N-Beats : Neural Basis Expansion Analysis for Interpretable Time Series Forecasting (2020)

Abstract
Introduction
Problem Statement
N-Beats
1. Basic Block
2. Doubly Residual Stacking
3. Interpretability
4. Ensemble

0. Abstract

focus on solving UNIVARIATE time series POINT forecasting problem using DL

propose architecture based on…

1) backward & forward residual links
2) very deep stack of FC layers

Desired Properties

1) interpretable
2) applicable without modification to a wide array of target domains
3) fast to train

1. Introduction

Contributions

Deep Neural Architecture
Interpretable DL for time series

2. Problem Statement

Problem

univariate point forecasting problem

Notation

length- \(H\) forecast horizon
length- \(T\) observed series history \(\left[y_{1}, \ldots, y_{T}\right] \in \mathbb{R}^{T}\)
lookback window of length \(t \leq T\) ( ends with \(y_T\) )
- \(\mathbf{x} \in \mathbb{R}^{t}=\left[y_{T-t+1}, \ldots, y_{T}\right]\).
\(\widehat{\mathbf{y}}\) : forecast of \(\mathbf{y}\)

Task

predict \(\mathbf{y} \in \mathbb{R}^{H}=\left[y_{T+1}, y_{T+2}, \ldots, y_{T+H}\right] .\)

Forecasting performance

\[\begin{aligned} \text { SMAPE } &=\frac{200}{H} \sum_{i=1}^{H} \frac{ \mid y_{T+i}-\widehat{y}_{T+i} \mid }{ \mid y_{T+i} \mid + \mid \widehat{y}_{T+i} \mid }, \quad \text { MAPE }=\frac{100}{H} \sum_{i=1}^{H} \frac{ \mid y_{T+i}-\widehat{y}_{T+i} \mid }{ \mid y_{T+i} \mid } \\ \operatorname{MASE} &=\frac{1}{H} \sum_{i=1}^{H} \frac{ \mid y_{T+i}-\widehat{y}_{T+i} \mid }{\frac{1}{T+H-m} \sum_{j=m+1}^{T+H} \mid y_{j}-y_{j-m} \mid }, \quad \mathrm{OWA}=\frac{1}{2}\left[\frac{\mathrm{SMAPE}}{\mathrm{SMAPE}_{\text {Naïve2 }}}+\frac{\mathrm{MASE}}{\text { MASE Naïve2 }}\right] \end{aligned}\]
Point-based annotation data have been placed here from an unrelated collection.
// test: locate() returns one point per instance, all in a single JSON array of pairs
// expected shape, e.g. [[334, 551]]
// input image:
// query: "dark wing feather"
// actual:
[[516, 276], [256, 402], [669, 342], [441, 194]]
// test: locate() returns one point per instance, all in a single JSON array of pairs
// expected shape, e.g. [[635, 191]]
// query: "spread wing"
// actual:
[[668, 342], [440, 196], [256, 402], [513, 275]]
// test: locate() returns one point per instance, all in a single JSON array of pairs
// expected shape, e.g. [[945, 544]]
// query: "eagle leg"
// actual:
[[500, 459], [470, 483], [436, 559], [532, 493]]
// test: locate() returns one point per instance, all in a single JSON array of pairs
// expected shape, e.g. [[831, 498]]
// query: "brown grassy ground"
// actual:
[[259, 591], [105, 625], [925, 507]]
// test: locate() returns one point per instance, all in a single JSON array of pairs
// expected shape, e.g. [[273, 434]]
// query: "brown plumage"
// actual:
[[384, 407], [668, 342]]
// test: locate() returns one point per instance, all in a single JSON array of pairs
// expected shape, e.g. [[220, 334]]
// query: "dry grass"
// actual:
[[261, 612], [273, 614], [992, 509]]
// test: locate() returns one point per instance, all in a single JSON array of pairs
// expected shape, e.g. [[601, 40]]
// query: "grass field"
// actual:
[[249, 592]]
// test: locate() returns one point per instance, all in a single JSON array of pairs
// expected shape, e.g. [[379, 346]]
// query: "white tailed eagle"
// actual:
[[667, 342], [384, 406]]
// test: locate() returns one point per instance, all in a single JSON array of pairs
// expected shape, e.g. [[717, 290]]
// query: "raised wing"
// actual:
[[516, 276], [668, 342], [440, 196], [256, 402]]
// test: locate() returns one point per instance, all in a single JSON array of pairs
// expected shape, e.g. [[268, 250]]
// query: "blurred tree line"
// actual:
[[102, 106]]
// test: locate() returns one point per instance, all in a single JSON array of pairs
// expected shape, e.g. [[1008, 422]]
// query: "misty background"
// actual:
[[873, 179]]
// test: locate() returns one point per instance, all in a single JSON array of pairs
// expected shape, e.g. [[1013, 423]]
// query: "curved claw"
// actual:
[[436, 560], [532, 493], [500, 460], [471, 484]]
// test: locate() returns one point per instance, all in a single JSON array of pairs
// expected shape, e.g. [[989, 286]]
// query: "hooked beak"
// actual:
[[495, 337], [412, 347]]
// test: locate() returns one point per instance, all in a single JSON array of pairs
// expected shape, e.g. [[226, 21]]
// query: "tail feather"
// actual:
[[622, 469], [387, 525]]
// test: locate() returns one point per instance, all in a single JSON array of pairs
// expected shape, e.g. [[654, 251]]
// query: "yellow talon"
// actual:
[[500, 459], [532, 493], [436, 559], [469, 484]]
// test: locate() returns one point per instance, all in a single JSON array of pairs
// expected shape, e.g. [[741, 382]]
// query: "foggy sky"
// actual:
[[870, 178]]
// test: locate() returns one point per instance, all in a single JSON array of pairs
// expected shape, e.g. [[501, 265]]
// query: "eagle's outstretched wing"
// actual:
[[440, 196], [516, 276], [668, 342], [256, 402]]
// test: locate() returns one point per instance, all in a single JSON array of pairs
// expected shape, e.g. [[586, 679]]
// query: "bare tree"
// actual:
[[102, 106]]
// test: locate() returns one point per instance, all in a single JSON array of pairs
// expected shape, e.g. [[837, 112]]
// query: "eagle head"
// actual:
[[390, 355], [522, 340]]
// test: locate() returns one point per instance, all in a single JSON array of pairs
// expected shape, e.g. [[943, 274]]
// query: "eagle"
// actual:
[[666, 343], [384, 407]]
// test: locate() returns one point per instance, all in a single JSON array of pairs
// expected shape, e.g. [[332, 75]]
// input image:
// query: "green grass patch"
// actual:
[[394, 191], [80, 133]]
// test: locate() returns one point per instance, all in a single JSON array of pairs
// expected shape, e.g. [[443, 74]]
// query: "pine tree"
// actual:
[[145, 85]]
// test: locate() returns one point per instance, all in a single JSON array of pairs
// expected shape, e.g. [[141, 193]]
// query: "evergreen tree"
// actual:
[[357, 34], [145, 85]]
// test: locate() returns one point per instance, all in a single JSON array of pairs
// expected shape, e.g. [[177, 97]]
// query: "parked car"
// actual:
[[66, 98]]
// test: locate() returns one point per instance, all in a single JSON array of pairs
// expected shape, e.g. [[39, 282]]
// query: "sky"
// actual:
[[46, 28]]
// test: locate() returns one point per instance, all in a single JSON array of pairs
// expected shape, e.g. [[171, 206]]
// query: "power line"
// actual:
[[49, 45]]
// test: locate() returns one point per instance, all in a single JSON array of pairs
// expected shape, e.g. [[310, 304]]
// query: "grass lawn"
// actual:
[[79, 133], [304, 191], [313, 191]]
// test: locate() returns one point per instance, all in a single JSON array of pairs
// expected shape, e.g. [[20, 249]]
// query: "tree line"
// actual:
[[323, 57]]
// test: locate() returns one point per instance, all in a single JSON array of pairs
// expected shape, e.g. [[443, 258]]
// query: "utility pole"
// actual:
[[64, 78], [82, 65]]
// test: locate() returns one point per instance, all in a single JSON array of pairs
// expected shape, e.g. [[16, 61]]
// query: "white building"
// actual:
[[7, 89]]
\(m\) : periodicity of the data

3. N-Beats

3 key principles

base architecture should be simple & generic , yet expressive(deep)
should not rely on time-series specific feature engineering or input scaling
should be extendable towards making its outputs human interpretable

(1) Basic Block

( \(\ell\) th block에 대해 )

Input : \(\mathbf{x}_{\ell}\) ( = overall model input = history lookback window )
Output : \(\widehat{\mathbf{x}}_{\ell}\) and \(\widehat{\mathbf{y}}_{\ell}\)

Block architecture

Consists of 2 parts

**[part 1] **FC Network

produces forward \(\theta_{\ell}^{f}\) and the backward \(\theta_{\ell}^{b}\) predictors of expansion coefficients

[part 2] backward \(g_{\ell}^{b}\) and the forward \(g_{\ell}^{f}\) basis layers

accepts \(\theta_{\ell}^{f}\) and \(\theta_{\ell}^{b}\)
project them on the set of basis function
produce the “backcast \(\widehat{\mathbf{x}}_{\ell}\)” and “forecast \(\widehat{\mathbf{y}}_{\ell}\)”

Step 1)

\(\begin{aligned} \mathbf{h}_{\ell, 1} &=\mathrm{FC}_{\ell, 1}\left(\mathbf{x}_{\ell}\right), \quad \mathbf{h}_{\ell, 2}=\mathrm{FC}_{\ell, 2}\left(\mathbf{h}_{\ell, 1}\right), \quad \mathbf{h}_{\ell, 3}=\mathrm{FC}_{\ell, 3}\left(\mathbf{h}_{\ell, 2}\right), \quad \mathbf{h}_{\ell, 4}=\mathrm{FC}_{\ell, 4}\left(\mathbf{h}_{\ell, 3}\right) \\ \theta_{\ell}^{b} &=\operatorname{LINEAR}_{\ell}^{b}\left(\mathbf{h}_{\ell, 4}\right), \quad \theta_{\ell}^{f}=\operatorname{LINEAR}_{\ell}^{f}\left(\mathbf{h}_{\ell, 4}\right) \end{aligned}\).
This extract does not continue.